Assurément, l’oeuvre fut montée en 1928 sous de biens mauvais auspices. jusqu’à la première, qui croyait à la possibilité du succès ? Le théâtre Am Schiffbauerdam n’était guère populaire. Brecht et Weil durent travailler jour et nuit pour achever leur version à partir de l’Opéra des Gueux, de John Gay. Carola Neher dut renoncer au rôle de Polly car son mari, le poète Klabund, agonisait. On se méfiait d’ Harold Paulsen, acteur d’opérettes, à qui avait été confié le rôle de Mackie et même sur l’affiche le nom de la femme de Kurt Weill, Lotte Lenya, l’inoubliable Jenny-des-lupanars, avait été oublié.
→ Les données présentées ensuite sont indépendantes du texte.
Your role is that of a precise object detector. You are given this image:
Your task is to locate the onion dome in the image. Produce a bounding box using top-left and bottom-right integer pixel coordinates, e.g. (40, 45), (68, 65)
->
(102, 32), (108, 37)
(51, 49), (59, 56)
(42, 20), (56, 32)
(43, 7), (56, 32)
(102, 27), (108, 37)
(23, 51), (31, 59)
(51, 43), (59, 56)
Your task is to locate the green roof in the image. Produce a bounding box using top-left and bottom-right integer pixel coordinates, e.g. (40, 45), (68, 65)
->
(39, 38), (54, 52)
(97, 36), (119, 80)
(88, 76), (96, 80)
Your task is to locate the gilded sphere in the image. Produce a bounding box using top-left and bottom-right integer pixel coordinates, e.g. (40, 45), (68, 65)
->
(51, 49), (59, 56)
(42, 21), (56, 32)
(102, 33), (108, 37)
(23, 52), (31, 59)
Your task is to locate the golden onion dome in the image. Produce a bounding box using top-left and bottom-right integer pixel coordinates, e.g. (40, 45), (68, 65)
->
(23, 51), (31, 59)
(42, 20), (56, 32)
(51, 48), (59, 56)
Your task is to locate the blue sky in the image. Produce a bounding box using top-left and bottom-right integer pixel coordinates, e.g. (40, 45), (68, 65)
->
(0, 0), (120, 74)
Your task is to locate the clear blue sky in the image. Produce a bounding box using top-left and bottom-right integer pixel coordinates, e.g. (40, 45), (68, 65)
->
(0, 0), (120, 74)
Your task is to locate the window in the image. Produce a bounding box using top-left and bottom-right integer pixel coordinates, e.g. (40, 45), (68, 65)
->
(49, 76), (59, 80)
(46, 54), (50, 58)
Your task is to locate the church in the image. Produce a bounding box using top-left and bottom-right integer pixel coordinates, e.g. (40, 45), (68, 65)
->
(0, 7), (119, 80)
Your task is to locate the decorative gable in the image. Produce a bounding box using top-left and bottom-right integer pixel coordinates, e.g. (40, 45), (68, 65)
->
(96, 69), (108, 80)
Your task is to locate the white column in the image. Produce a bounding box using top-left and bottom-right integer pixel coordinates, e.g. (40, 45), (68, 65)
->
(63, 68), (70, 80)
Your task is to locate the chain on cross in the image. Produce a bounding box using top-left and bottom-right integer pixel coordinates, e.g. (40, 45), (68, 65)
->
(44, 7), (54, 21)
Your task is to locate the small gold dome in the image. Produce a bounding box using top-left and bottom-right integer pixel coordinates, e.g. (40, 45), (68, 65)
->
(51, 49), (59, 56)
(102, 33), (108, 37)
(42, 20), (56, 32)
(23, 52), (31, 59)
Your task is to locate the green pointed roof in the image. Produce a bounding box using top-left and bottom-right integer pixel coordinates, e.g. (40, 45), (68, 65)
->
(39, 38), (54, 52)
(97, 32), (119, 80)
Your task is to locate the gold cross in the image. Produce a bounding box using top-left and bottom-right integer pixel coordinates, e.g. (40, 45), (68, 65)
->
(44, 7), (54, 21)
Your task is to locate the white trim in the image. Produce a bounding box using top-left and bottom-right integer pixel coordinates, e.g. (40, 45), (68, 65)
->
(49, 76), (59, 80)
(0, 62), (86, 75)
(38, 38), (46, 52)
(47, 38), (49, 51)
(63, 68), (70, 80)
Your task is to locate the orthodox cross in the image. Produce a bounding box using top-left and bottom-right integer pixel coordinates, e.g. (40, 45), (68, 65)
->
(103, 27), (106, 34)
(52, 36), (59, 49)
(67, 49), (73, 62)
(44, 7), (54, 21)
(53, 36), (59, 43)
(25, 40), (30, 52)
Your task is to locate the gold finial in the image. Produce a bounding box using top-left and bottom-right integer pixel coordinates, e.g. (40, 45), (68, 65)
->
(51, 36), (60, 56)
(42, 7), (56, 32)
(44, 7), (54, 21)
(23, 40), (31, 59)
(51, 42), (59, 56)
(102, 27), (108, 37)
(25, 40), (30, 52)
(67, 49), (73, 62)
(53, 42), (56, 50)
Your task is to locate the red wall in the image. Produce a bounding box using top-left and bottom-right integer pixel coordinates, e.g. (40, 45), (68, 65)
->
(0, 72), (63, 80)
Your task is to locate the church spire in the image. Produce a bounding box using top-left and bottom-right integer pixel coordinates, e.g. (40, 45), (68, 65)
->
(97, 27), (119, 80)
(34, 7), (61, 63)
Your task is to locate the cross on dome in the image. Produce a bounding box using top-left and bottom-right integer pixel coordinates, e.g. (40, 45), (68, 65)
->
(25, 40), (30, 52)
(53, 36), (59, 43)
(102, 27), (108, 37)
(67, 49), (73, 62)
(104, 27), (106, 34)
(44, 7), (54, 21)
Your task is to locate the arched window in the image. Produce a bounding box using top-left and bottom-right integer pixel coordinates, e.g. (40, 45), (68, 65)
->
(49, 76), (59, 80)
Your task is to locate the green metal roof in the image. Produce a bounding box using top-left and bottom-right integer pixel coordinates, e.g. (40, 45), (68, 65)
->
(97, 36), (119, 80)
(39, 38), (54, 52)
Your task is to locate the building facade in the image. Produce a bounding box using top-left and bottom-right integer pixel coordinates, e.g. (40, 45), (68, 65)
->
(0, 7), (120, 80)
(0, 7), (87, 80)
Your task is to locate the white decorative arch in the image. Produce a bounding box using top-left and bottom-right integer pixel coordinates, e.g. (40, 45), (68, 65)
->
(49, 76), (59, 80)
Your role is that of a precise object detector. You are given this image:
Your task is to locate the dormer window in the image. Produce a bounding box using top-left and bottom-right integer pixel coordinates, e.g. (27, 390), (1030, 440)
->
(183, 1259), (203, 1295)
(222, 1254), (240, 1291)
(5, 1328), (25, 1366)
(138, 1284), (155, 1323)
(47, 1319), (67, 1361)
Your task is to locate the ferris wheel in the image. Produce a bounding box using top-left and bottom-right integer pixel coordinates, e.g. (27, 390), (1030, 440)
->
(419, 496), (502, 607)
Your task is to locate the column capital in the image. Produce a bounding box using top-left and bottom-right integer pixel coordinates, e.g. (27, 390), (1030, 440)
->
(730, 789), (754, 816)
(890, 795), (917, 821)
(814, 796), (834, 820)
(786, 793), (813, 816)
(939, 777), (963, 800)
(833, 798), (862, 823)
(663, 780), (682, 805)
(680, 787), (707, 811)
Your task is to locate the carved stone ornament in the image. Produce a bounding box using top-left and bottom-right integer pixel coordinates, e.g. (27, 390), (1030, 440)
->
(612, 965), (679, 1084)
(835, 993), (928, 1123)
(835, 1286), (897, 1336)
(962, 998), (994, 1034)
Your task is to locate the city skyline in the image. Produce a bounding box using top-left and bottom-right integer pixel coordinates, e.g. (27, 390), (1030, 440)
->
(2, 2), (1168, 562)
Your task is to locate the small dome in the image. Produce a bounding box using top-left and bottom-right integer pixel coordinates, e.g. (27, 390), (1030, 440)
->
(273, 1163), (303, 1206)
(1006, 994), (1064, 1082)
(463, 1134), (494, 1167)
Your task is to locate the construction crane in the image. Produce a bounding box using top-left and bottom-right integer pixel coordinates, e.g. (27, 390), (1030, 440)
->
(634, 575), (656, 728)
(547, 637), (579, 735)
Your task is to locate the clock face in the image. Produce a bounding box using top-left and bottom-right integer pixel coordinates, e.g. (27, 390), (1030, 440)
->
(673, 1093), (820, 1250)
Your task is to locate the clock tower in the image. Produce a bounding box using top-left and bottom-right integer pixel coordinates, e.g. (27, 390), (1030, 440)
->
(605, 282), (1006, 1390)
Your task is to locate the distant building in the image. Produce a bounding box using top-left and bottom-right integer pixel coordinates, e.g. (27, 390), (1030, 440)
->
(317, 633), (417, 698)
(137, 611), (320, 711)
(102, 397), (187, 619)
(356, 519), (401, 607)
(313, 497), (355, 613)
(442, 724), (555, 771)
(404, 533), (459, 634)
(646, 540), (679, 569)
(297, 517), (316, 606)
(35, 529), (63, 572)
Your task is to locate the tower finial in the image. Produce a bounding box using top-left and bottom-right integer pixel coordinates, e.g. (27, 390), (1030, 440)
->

Ce fut pourtant un triomphe. Cette oeuvre, plus que toute autre, rendit Brecht qui avait alors une trentaine d’années, mondialement célèbre. Les chansons étaient fredonnées par tout Berlin et laBallade de Mackie faisait rire les bourgeois. Brecht était tellement conscient de l’ambiguïté de ce succès qu’il voulut aiguiser la critique sociale dans le scénario du film que le Nero-film-Gesselschaft se proposait de tirer de la pièce. On connaît l’issue : un conflit entre l’industrie cinématographique et un auteur, un procès qui passionna Berlin et que perdit Brecht. Assurément, la Nero-film voulait faire un film à succès, exploiter la beauté des chansons, et non réaliser une critique sociale. Dans le Roman de Quat’sous, les nouvelles versions des ballades écrites à l’époque d’Hitler, Brecht ne cessera d’enrichir la dimension sociale de son oeuvre, afin de combattre le romantisme de la misère qu’il voyait dans le film de Pabst.

Mais aujoud’hui, que signifie l’Opéra de quat’sous, quand les chansons sont popularisées par les disques, quand laBallade de Mackie est interprétée par Ella Fitzgerald ? Plusieurs mises en scène allemandes ont tenté de préciser le sens de l’Opéra de quat’sousen accentuant une seule dimension : dans la mise en scène de P. Palitzsch (Stuttgart), ce fut réellement un opéra victorien, dans celle de G. Büch (Oberhausen) des mineurs montent sur la scène et chantent l’Internationale, dans celle de J Grossmann et Josef Svoboda (Munich), ce sont des bourgeois qui jouent aux mendiants. La mise en scène de Guy Rétoré au TEP respectait l’ambiguïté de l’oeuvre et restait fidèle à Brecht.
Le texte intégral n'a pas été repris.